Whether it’s the banking crisis, the pandemic, or environmental disasters, we’ve been operating through constant upheaval and uncertainty over recent years. Each of these issues has caused problems for all businesses so auditors have had to adapt at rapid pace.
The regulatory bodies sometimes make changes to audit requirements. However, we must also recognise that there are other factors that impact the performance of an audit, including an issue or crisis that has affected the firm.
I have worked in the audit of financial statements through these crises. To improve the effectiveness of your own audit, it is important to ask what actions to take to avoid issuing inappropriate or misleading audit reports.
Addressing these five questions will help you to engage with your auditor and help to ensure that you are receiving an appropriate audit report.
1. What risks are facing my business?
It is crucial to have a handle on the issues facing your business and consider whether or not you are ready to respond. Therefore, establish a robust risk register and update this each year, documenting developments within this before discussing it with your auditor. This is likely to change over time and is especially important during a crisis.
Your risk register should not be limited to simple matters, such as issues relating to cashflow. It should be granular enough to consider every input and output required to provide your products or services.
Which staff have tacit skills or knowledge that is not readily replaceable? What level of insurance cover do you have for fire or flood? Are your IT systems robust enough to support remote working? Are your accounting records or stock stored securely to allow for recovery in the event of an emergency? Are your Directors or Trustees actively involved in safeguarding your assets? Be honest with your auditors about the difficulties you are facing and any that you foresee.
2. What is our environmental impact?
Regularly review your environmental impact and the potential publicity surrounding this. Firms now need to be ready to meet changing legislation, such as the plastic packaging tax, Streamlined Energy and Carbon Reporting and working towards zero carbon.
To take advantage of significant cost and marketing opportunities – and simply because it’s the right thing to do - you may choose to go further than simply meeting the minimum standards.
3. How can we get the most out of our audit?
Taking an active role in the performance of the audit means you will get the most out of it. An audit should not simply be a compliance exercise. Instead, it should provide you with useful insights on how the business is doing and highlight changes that need to be made. This is always a good mindset to adopt but is absolutely vital if your business is dealing with difficult issues or a crisis.
Discuss what will be needed and when. Be ready to provide forecasts and budgets and management accounts that extend beyond the end of the period. Provide evidence that allows the auditor to understand what assumptions you have made or how you have calculated your estimates.
4. Do we know what to expect from our audit?
It is important to understand what an audit provides. An audit is not a part of your internal control environment. The auditor cannot ensure that your organisation or financial statements are completely free from error or misstatements due to fraud.
This has been an increasing issue during the current pandemic.

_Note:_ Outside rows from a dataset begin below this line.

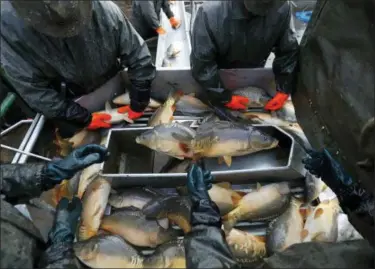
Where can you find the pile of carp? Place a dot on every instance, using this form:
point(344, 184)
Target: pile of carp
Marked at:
point(117, 226)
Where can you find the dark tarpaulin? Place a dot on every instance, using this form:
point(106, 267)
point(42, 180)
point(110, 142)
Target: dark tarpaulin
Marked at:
point(335, 92)
point(334, 98)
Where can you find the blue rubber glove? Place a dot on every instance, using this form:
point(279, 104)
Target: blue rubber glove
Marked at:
point(59, 252)
point(80, 158)
point(199, 182)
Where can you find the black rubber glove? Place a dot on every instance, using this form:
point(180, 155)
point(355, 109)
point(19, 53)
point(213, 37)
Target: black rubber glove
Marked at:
point(140, 94)
point(66, 221)
point(203, 210)
point(59, 253)
point(351, 195)
point(218, 96)
point(80, 158)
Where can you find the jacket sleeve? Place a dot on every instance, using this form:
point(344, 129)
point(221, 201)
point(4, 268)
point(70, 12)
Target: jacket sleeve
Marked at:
point(203, 55)
point(21, 181)
point(205, 245)
point(135, 55)
point(35, 90)
point(149, 13)
point(359, 205)
point(167, 9)
point(286, 55)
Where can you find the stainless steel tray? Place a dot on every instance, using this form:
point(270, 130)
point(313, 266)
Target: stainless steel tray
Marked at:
point(15, 141)
point(140, 166)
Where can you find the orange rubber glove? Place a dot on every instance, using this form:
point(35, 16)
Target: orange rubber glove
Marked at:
point(100, 120)
point(174, 23)
point(238, 103)
point(131, 114)
point(160, 30)
point(277, 101)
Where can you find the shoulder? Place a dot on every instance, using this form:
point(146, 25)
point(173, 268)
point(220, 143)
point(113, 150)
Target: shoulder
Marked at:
point(107, 11)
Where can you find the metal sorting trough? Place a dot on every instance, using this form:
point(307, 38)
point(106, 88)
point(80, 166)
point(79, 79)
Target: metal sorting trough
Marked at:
point(131, 164)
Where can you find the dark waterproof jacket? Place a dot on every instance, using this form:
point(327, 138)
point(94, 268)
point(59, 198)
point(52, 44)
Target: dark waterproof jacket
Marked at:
point(35, 63)
point(25, 245)
point(225, 36)
point(146, 16)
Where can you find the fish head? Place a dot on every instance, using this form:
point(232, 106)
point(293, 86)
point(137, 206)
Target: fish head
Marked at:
point(261, 141)
point(86, 250)
point(147, 138)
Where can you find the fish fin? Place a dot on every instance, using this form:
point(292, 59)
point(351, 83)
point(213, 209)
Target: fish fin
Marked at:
point(304, 234)
point(241, 193)
point(318, 213)
point(177, 95)
point(320, 236)
point(107, 106)
point(180, 221)
point(260, 238)
point(127, 119)
point(184, 147)
point(228, 160)
point(225, 185)
point(258, 186)
point(236, 198)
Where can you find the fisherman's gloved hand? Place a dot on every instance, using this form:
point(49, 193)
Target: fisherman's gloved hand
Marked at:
point(277, 102)
point(56, 171)
point(99, 120)
point(66, 221)
point(133, 115)
point(59, 252)
point(351, 195)
point(175, 23)
point(238, 103)
point(203, 211)
point(160, 30)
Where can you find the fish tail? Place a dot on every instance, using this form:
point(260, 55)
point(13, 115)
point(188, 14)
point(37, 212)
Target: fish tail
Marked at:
point(229, 221)
point(177, 95)
point(236, 198)
point(85, 233)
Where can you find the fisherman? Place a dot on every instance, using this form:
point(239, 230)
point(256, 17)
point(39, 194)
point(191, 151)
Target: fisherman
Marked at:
point(54, 52)
point(146, 17)
point(242, 34)
point(205, 245)
point(22, 246)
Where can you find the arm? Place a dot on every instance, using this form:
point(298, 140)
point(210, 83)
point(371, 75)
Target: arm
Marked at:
point(203, 55)
point(149, 14)
point(167, 9)
point(35, 90)
point(207, 239)
point(135, 55)
point(286, 55)
point(205, 245)
point(21, 180)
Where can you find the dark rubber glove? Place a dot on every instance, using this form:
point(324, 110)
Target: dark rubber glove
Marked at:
point(66, 221)
point(80, 158)
point(199, 182)
point(203, 210)
point(59, 253)
point(351, 195)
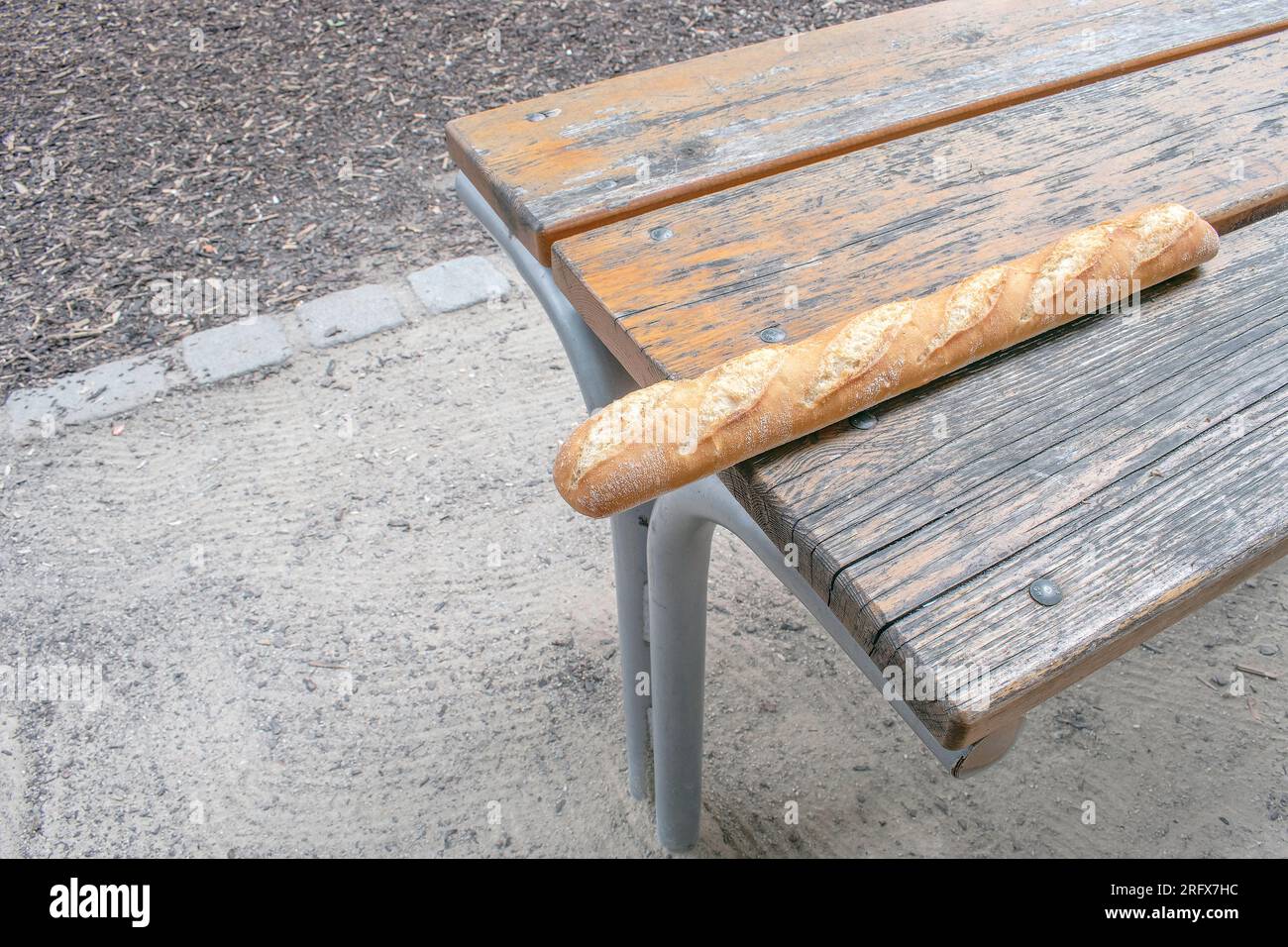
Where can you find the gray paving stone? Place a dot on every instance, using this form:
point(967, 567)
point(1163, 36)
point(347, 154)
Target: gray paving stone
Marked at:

The swift change to home working in the UK has meant that many businesses have had to adopt IT adjustments that do not provide the level of security necessary to adequately protect businesses against cyber attacks. Ransomware, hacking, email interception, mandate fraud, and a plethora of other fraudulent activity has been on the rise since the first lockdown in March 2020.
Engage your auditors in the discussion around your own cyber security and crisis management policies so that they can help to advise from an independent perspective.
5. Can we provide the right data?
Forecast, budget, monitor, and repeat.
In uncertain times, a robust projection and review process is the only way to ensure that you are taking the steps required to solidify the business’ future. On top of this, to receive an unmodified audit opinion, it is a requirement for Directors or Trustees to provide forecasts and budgets to the auditors that cover a period of 12 months from the date of signing the financial statements.
If you have been through difficult times, your figures may have changed considerably. It may also be more challenging to predict the future. You may therefore need to spend more time reviewing and reflecting on your figures.